Implementation Strategies
This can be solved by documenting a blueprint for an infrastructure, be it an application hosting environment, a campus office location, or in my favourite realm of retail, a store. This documentation can follow a lifecycle similar to code, the wonderful documentation as code approach that uses tools like github to manage the documentation and things like docusaurus to make it accessible to anyone that needs it. These blueprints are made up of a collection of business focussed features within the infrastructure and allow the capabilities and limitations of the infrastructure to be easily understood.

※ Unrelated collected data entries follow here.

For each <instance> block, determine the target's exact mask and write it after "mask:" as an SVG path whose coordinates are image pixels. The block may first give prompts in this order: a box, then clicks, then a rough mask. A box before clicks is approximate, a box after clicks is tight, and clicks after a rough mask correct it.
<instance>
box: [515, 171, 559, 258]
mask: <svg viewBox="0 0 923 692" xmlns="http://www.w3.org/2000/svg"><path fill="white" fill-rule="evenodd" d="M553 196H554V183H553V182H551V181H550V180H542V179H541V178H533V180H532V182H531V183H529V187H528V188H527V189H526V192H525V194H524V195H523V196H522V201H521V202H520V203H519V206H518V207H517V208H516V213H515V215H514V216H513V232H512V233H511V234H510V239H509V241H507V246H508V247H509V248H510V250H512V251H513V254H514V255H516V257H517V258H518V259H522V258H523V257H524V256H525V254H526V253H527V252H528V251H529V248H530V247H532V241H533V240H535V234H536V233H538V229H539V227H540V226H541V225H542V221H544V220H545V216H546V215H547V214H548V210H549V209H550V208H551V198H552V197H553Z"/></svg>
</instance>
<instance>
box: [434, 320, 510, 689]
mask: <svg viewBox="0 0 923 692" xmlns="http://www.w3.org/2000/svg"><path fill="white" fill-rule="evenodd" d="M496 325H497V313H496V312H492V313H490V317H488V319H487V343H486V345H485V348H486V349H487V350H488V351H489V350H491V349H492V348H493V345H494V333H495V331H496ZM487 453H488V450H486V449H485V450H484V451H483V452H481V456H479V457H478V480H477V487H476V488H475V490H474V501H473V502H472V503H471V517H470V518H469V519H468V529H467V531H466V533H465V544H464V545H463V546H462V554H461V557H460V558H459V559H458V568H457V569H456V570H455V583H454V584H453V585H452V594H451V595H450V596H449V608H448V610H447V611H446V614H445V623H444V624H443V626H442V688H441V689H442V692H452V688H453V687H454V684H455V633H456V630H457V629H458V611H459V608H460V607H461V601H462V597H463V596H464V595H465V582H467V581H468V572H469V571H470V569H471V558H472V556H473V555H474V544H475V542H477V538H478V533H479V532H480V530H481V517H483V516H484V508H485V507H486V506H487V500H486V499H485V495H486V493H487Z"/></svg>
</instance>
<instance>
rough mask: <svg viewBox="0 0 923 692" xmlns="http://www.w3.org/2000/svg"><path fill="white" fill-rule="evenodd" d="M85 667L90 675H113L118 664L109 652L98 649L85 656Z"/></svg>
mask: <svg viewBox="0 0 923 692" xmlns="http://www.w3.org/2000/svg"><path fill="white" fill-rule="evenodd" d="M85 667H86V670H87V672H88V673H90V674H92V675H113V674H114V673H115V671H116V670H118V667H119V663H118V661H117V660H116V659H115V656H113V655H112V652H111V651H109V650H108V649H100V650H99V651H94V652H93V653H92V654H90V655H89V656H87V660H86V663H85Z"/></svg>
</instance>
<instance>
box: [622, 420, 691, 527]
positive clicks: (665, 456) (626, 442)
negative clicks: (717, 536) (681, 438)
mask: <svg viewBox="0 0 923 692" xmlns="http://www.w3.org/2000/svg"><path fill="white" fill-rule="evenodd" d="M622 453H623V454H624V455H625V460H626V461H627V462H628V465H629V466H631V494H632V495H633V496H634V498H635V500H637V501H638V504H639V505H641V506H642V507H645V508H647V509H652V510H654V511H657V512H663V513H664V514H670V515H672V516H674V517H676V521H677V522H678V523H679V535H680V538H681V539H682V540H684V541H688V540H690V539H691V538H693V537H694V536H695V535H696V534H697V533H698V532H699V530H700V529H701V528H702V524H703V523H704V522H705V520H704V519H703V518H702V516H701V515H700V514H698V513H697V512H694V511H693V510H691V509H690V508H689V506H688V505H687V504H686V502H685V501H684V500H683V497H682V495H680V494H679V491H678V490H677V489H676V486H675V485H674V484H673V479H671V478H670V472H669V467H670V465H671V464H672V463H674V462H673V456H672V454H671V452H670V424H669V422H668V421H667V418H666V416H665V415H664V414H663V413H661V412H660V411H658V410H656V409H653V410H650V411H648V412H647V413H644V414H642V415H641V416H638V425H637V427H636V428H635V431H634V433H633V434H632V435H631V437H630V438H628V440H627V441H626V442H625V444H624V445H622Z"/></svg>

Using a business focussed feature set as the basis for your documentation also allows you to create a business focussed testing criteria which can form the groundwork for a set of dashboards that demonstrate the infrastructure is healthy, not by some arbitrarily defined metrics but by useful capabilities. Gone are the 'is the database server responding' and in comes 'can the store authorise POS transactions'. Out goes 'is there sufficient bandwidth on the WAN' and in comes 'can 1000 people be on teams calls at the same time'.
Conclusion
The shift to documentation-first infrastructure isn't just about better diagrams or more detailed runbooks—it's about fundamentally changing how we think about infrastructure design and management. When documentation becomes the source of truth rather than an afterthought, we create systems that aren't only more reliable but also more understandable and maintainable.
The benefits are clear: fewer incident-driven changes, better alignment between business requirements and infrastructure capabilities, and monitoring that actually tells us what matters. Most importantly, documentation-first practices help us answer the critical question "has this ever worked?" before problems arise, not after.
Infrastructure as Code has given us the tools to make this shift practical. By treating our infrastructure documentation with the same rigor we apply to application code—version control, testing, continuous integration—we can finally break free from the curse of the perpetually outdated network diagram.
The transition requires discipline and cultural change, but the investment pays dividends in reduced operational overhead, clearer communication, and systems that behave predictably. Start small, pick a single service or location, document it thoroughly, test against that documentation, and build from there.
Your future self—and your colleagues—will thank you when the next incident hits and the documentation actually reflects reality.